Brisbane’s brightest young tech entrepreneurs are gearing up for the trip of a lifetime.

River City Labs’ Startup Cataylst is an annual pilgrimage to Silicon Valley for 20 young Queenslanders who have the potential to be Australia’s next batch of globally successful tech entrepreneurs.

For 10 days, from 28 September to 7 October, participants will visit the offices of global tech giants like Facebook, Twitter, Apple and Google, attend networking events with startup founders and student entrepreneurs and take part in educational events, to equip them with an understanding of what is involved in launching a globally successful tech startup.

This year, the annual program saw the highest number of applications ever, with over 131 technically savvy candidates applying from all across the state.

River City Labs founder, Steve Baxter

River City Labs founder, Steve Baxter

Founder and financial backer Steve Baxter says he was blown away by the quality of the applications.

“It was very hard to choose, but we have some awesome people in this year’s program,” he says.

“We picked 20 technically bright students who we thought would do exceptionally well in the tech world and potentially be future startup entrepreneurs in the industry.”

Steve says the students, who range from 18 to 25 years old, aren’t all tertiary educated.

“The program is heavily based on practical and technical skills, so it doesn’t matter whether the students have studied at University, Tafe, or they’re self taught, as long as they have those skills,” he says.

“We live in a world where technology literally affects the lives of billions of people, and we need to continue to grow in that area.

“It’s important that we have an economy in the future, with much smarter programs than we have now.”

Steve says the young students will be immersed in the richest and vibrant tech culture of today.

“We’ll be going to where the Cloud lives, checking out Twitter, doing a Facebook tour and a Facebook programming exercise, a Google tour and heaps more,” he says.

“I want them to come away from the experience feeling that they need to move faster, to create something new and different now.

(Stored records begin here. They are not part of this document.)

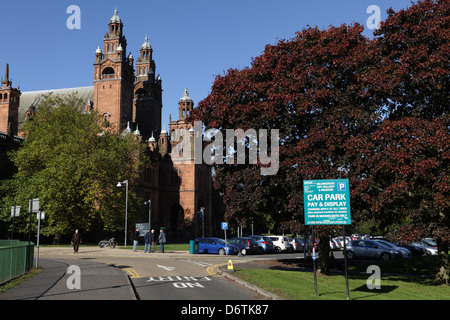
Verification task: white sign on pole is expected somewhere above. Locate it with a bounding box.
[29,198,40,213]
[11,206,21,217]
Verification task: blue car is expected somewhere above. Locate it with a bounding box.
[195,237,239,255]
[249,235,275,254]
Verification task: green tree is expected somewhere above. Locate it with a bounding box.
[0,93,150,243]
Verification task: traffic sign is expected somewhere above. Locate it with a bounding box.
[221,222,228,230]
[304,179,351,225]
[11,206,20,217]
[29,198,39,213]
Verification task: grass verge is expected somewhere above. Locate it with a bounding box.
[234,268,449,300]
[0,268,42,295]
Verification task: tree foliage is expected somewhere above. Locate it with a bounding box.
[0,93,150,241]
[191,0,449,281]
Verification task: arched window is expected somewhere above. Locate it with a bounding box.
[102,67,115,79]
[135,88,146,98]
[3,93,7,101]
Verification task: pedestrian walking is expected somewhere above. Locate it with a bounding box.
[158,228,166,253]
[71,229,82,254]
[144,229,151,253]
[150,229,156,252]
[132,228,140,252]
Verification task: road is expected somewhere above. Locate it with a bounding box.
[35,246,316,300]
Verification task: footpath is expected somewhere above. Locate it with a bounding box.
[0,246,191,300]
[0,246,280,300]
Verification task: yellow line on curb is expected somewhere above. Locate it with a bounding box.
[124,268,140,278]
[206,263,228,277]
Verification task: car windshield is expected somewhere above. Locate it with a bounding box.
[263,237,272,241]
[377,240,395,248]
[215,238,226,245]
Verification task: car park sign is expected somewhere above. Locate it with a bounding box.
[304,179,351,225]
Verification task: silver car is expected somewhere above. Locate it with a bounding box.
[346,240,403,261]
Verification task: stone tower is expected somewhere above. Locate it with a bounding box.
[93,8,135,130]
[133,35,163,139]
[0,64,21,136]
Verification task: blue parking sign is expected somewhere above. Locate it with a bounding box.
[221,222,228,230]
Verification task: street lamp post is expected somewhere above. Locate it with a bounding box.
[144,199,151,231]
[117,180,129,247]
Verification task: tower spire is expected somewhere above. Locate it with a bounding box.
[1,63,11,87]
[5,63,9,82]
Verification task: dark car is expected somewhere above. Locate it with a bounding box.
[346,240,403,261]
[195,237,239,255]
[227,237,259,255]
[249,235,275,254]
[399,243,427,256]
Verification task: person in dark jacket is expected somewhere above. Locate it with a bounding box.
[144,229,151,253]
[158,228,166,253]
[71,229,82,254]
[150,229,156,252]
[132,228,140,252]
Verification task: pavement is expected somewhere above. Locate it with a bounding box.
[0,246,282,301]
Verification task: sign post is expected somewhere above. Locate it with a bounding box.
[304,179,351,299]
[221,222,228,255]
[10,205,20,240]
[36,211,44,268]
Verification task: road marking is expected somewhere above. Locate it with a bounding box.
[157,265,175,271]
[124,268,140,278]
[206,263,228,277]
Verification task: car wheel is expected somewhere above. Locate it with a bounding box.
[346,251,355,260]
[381,253,391,261]
[218,248,225,256]
[240,248,247,256]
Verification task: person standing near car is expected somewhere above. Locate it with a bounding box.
[158,228,166,253]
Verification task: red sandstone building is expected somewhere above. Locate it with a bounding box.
[0,9,213,241]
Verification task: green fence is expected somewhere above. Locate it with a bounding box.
[0,240,35,285]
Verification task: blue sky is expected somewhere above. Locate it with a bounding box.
[0,0,414,127]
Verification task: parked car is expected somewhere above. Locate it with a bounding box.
[268,236,291,253]
[195,237,239,255]
[373,239,412,258]
[289,237,303,252]
[334,236,351,246]
[399,243,427,256]
[414,241,438,255]
[227,237,259,255]
[249,235,275,254]
[346,240,403,261]
[330,238,342,250]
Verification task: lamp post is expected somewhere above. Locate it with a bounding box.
[144,199,151,231]
[117,180,129,247]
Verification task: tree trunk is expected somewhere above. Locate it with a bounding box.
[318,235,330,275]
[434,237,449,285]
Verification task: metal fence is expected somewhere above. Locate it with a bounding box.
[0,240,35,285]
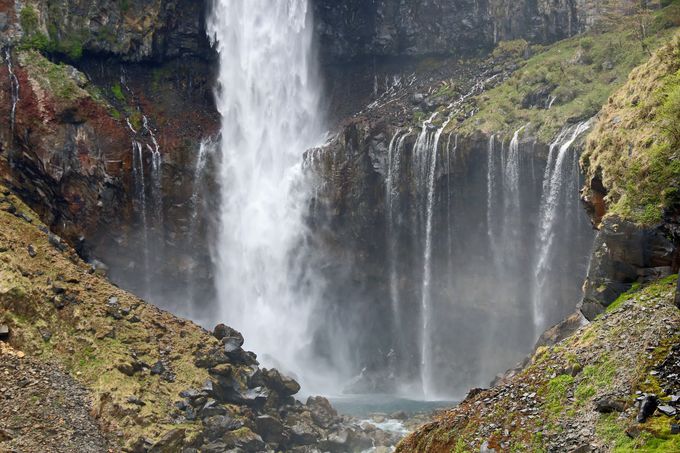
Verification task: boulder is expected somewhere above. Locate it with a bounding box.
[203,415,244,441]
[148,428,185,453]
[255,415,288,444]
[264,368,301,397]
[594,397,626,413]
[637,395,659,423]
[306,396,339,428]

It’s not meant to be a holiday.

“Google, Uber, Facebook, Twitter… they’re all huge, and we want companies like that founded here in Australia. Preferably in Brisbane!”

Steve says the program originated out of frustration.

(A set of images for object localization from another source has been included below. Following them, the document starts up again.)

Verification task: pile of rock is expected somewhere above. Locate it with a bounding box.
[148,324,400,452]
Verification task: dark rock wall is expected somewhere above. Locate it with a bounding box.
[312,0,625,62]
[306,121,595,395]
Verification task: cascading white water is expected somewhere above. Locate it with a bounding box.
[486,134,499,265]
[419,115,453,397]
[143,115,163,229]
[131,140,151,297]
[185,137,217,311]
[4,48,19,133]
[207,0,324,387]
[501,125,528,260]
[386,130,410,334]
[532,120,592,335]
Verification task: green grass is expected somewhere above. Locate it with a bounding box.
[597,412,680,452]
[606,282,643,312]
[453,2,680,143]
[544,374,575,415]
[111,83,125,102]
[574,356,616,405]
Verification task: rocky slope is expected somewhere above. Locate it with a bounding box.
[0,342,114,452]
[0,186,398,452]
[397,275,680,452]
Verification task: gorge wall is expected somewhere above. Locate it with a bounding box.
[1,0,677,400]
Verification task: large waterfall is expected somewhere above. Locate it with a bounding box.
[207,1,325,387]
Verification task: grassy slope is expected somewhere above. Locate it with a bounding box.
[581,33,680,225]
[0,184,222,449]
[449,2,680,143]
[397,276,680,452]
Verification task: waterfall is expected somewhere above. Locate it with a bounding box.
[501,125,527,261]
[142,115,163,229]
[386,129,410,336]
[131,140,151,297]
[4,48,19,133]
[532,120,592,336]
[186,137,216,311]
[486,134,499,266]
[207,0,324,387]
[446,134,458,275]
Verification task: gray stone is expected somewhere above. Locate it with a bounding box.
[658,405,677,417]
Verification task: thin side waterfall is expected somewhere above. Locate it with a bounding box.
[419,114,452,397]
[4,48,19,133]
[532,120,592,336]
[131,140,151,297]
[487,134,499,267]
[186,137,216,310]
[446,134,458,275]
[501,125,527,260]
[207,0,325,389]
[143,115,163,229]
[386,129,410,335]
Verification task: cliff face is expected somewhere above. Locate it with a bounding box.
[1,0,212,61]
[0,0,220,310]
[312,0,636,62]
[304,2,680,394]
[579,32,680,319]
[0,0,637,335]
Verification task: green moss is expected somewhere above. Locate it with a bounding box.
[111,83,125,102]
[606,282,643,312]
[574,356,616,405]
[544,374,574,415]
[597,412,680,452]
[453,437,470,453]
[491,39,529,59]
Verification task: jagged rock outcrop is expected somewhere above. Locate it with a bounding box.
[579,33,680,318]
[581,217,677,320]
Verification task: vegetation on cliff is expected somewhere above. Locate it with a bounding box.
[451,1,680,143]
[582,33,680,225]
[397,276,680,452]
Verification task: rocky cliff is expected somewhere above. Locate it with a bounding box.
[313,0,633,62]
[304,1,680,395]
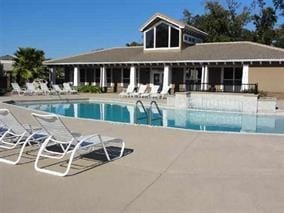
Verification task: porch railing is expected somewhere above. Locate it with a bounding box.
[185,83,258,94]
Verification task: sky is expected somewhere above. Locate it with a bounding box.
[0,0,282,59]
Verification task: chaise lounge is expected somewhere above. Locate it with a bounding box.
[0,109,47,165]
[32,113,125,176]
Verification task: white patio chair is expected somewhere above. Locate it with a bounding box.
[40,83,56,95]
[63,83,78,94]
[11,82,28,96]
[151,85,172,99]
[0,109,47,165]
[119,85,135,98]
[141,85,160,98]
[52,84,67,95]
[32,113,125,177]
[26,83,43,95]
[130,84,148,98]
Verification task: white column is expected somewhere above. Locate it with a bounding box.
[220,67,224,91]
[130,65,137,87]
[49,67,56,85]
[73,67,80,86]
[241,64,249,91]
[100,66,107,88]
[204,65,209,90]
[201,65,208,90]
[163,65,171,91]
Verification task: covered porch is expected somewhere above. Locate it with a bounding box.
[48,62,257,94]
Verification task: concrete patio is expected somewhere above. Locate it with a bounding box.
[0,95,284,213]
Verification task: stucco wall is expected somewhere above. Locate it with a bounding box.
[249,66,284,93]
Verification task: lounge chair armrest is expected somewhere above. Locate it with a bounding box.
[78,133,100,143]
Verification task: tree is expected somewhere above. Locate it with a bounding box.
[252,0,278,44]
[12,47,48,85]
[226,0,251,40]
[182,0,282,45]
[274,24,284,47]
[273,0,284,15]
[183,1,250,42]
[126,41,143,46]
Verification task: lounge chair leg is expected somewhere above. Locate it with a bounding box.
[98,135,111,161]
[34,137,79,177]
[0,135,27,165]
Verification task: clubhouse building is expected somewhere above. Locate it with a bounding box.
[45,13,284,94]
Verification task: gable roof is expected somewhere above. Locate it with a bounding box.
[44,42,284,65]
[140,12,208,36]
[0,55,15,60]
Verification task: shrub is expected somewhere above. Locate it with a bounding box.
[78,85,101,93]
[258,90,267,98]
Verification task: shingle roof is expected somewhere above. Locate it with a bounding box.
[44,42,284,65]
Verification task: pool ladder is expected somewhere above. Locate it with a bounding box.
[134,100,163,126]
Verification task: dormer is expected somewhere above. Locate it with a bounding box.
[140,13,208,51]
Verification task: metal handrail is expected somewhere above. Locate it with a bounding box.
[149,101,163,126]
[134,100,149,124]
[184,82,258,94]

“I kept hearing about people’s half good ideas, but none of them had the technical abilities to be able to follow through on them,” he says.

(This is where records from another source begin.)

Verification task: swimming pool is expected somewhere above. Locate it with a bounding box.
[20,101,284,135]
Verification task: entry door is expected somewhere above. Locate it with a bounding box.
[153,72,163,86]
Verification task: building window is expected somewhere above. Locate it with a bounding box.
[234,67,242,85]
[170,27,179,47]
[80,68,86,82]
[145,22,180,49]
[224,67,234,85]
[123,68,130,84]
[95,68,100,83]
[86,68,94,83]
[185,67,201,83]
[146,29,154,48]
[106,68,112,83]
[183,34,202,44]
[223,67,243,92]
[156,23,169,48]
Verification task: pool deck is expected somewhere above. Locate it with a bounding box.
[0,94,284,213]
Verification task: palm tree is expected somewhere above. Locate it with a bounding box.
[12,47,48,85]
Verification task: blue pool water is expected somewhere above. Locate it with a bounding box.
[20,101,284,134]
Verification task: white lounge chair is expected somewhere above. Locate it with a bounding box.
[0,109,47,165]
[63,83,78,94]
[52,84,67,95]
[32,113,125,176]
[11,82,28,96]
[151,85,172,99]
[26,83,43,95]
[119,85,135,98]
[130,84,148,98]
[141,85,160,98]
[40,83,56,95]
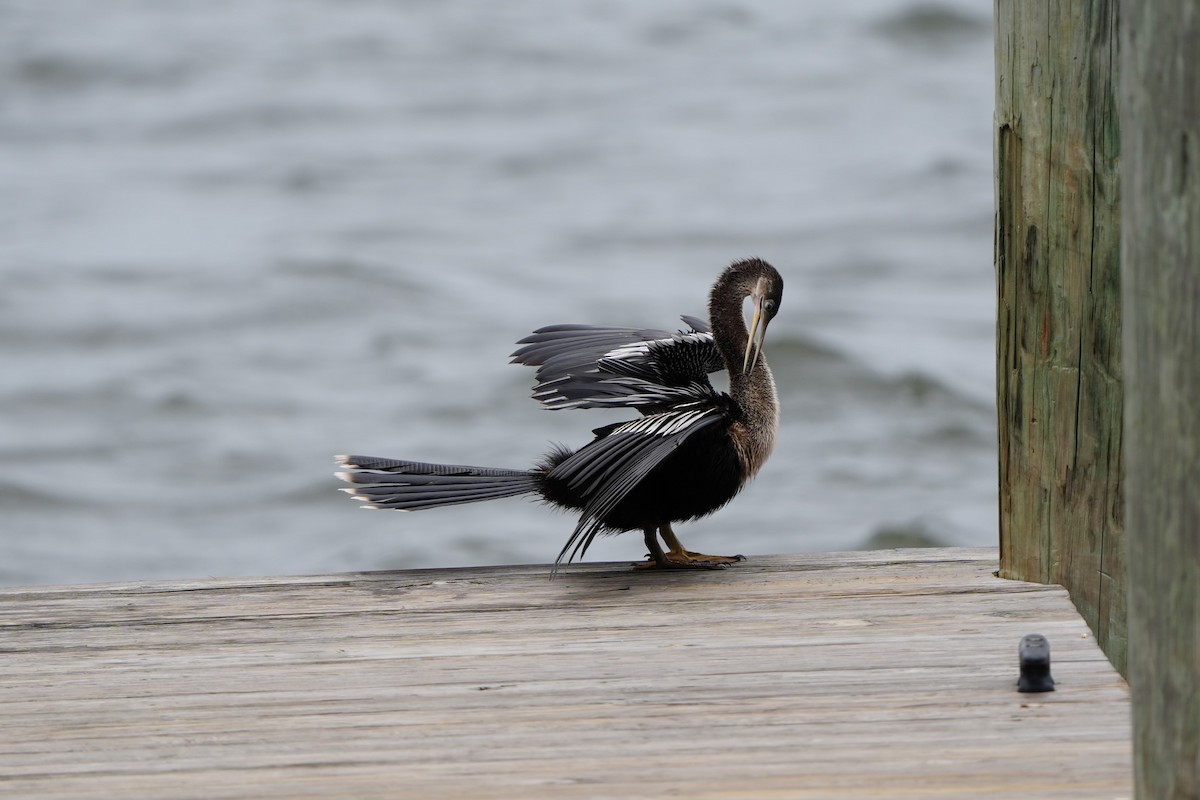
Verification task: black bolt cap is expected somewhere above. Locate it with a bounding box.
[1018,633,1055,692]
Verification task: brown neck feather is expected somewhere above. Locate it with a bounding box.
[707,264,779,477]
[708,269,752,395]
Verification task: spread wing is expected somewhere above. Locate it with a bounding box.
[546,401,731,570]
[510,315,724,413]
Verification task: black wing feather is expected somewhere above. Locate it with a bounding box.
[548,405,727,570]
[512,316,723,412]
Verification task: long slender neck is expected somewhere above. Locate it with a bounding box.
[708,273,753,396]
[710,276,777,400]
[708,272,779,477]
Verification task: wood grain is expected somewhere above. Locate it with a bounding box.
[0,549,1131,799]
[1121,1,1200,796]
[994,0,1126,674]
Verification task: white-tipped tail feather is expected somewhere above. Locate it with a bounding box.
[334,455,538,511]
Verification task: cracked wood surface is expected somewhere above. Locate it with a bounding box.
[0,548,1131,799]
[994,0,1126,674]
[1121,1,1200,795]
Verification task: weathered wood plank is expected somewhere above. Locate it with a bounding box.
[994,0,1126,675]
[1120,1,1200,796]
[0,549,1131,799]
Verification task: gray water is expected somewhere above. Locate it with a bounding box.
[0,0,997,587]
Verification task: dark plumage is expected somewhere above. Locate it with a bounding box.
[336,258,783,572]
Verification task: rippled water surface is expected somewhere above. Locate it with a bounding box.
[0,0,997,586]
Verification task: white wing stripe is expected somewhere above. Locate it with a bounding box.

“We need to develop our technical abilities to be able to carry the tech industry further, and this program is doing that.

“I’m looking forward to witnessing how the experience further equips and teaches these emerging entrepreneurs. Queensland’s startup scene will certainly be better off for it.”

University of Queensland student and Startup Catalyst participant Marisa Emerson says she’s looking forward to the opportunity to meet leaders in the tech field.

“I’m excited to learn about how global tech businesses are created, and hope the experience will be able to guide me in the future in tech,” she says.